National Gallery walkouts continue

Trade union news

National Gallery walkouts continue

Summer of strikes if National Gallery bosses refuse to talk

From a PCS press release

The National Gallery will be hit by a summer of strikes if senior managers and trustees refuse to return to negotiations to avoid privatisation, the Public and Commercial Services union (PCS) says.

The union’s members are already holding walkouts every week this month and are now actively considering escalating strikes from mid-August when the new director Gabriele Finaldi and new chair of trustees Hannah Rothschild are due to take over.

General secretary Mark Serwotka has this week written to all the trustees to formally request talks on detailed proposals submitted by the union for new flexible contracts to provide the cover the gallery says it needs for core working hours and late night opening.

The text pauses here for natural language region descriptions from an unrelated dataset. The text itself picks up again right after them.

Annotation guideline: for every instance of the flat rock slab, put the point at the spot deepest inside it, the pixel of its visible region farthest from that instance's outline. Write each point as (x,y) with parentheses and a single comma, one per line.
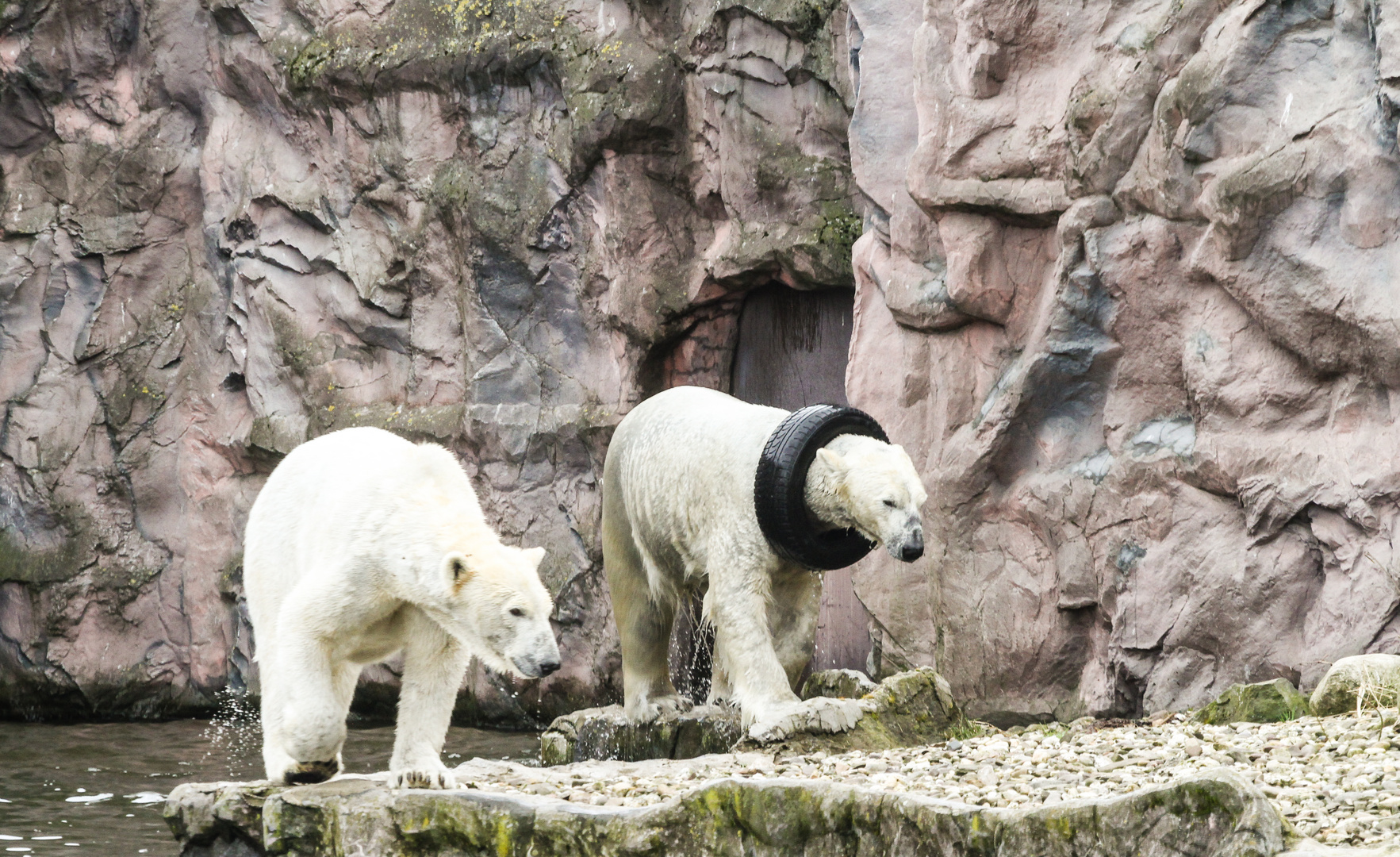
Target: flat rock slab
(1215,814)
(903,710)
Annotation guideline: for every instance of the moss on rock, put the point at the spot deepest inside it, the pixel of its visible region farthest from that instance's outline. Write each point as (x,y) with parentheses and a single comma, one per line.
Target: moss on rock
(1215,814)
(1262,702)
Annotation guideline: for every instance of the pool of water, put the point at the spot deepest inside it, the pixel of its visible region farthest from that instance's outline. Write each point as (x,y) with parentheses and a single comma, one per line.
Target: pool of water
(98,789)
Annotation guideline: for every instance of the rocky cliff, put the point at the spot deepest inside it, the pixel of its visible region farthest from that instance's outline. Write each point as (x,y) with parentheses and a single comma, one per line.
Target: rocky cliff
(232,226)
(1126,287)
(1123,289)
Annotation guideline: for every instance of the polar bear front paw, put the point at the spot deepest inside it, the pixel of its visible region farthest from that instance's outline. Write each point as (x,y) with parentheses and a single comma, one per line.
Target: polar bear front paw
(305,774)
(818,714)
(647,710)
(422,776)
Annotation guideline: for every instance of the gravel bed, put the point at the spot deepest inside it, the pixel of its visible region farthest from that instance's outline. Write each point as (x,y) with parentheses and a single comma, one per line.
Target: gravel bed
(1334,779)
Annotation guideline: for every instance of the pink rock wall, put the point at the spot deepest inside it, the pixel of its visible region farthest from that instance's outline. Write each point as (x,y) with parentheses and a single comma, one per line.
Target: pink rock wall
(1123,290)
(1126,287)
(234,226)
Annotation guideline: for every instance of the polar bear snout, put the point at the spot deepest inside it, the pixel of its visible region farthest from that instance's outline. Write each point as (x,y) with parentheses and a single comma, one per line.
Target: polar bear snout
(532,668)
(911,549)
(909,545)
(539,659)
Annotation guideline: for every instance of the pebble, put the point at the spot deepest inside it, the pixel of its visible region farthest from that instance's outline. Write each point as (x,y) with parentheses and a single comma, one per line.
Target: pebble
(1334,779)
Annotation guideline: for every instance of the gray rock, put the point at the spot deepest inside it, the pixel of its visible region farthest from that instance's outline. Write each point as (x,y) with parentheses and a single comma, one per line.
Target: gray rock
(1374,678)
(1215,814)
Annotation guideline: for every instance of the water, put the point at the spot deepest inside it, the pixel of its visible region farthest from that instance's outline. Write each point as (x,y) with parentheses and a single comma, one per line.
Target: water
(42,767)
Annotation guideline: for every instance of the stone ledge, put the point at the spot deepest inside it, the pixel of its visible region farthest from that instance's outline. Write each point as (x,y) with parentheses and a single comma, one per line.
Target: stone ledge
(1215,814)
(903,710)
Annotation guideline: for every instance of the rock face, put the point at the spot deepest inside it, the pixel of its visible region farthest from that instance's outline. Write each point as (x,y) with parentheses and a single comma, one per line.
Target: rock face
(228,226)
(1211,815)
(1374,679)
(903,710)
(1126,293)
(1123,287)
(1262,702)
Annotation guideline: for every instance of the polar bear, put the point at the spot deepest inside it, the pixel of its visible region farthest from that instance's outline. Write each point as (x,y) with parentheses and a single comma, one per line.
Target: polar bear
(679,514)
(363,545)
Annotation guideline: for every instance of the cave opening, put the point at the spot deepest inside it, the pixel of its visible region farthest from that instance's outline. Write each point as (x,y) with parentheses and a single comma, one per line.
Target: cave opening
(784,348)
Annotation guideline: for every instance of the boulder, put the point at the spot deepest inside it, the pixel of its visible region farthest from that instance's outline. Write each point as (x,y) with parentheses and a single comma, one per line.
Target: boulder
(608,734)
(1374,677)
(1214,814)
(906,709)
(838,684)
(1262,702)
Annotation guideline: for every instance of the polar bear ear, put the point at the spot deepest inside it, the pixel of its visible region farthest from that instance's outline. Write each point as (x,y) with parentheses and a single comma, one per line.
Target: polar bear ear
(458,569)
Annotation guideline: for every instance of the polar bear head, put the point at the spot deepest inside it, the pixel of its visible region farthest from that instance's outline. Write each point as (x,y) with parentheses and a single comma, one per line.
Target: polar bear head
(497,607)
(873,488)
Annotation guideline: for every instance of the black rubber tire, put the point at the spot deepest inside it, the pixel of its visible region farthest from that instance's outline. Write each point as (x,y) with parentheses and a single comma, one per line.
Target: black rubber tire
(780,488)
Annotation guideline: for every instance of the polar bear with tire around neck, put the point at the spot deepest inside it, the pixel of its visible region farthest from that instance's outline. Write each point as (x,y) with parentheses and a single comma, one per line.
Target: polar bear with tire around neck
(679,516)
(363,545)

His letter points out the outgoing director Nicholas Penny was reported in the media recently to have a preference for staff remaining in-house. “We believe that this is both possible and desirable if we were able to engage in talks on the details of our plan,” the letter states.

He concludes: “Our members are in the process of voting on an escalation of the industrial action from the middle of August 2015 if a negotiated settlement has not been reached.”

The gallery wants to privatise 400 of its 600 staff – all visitor services, including the attendants who help and advise the world-renowned institution’s six million annual visitors.

There have now been almost 50 days of strikes at the gallery this year.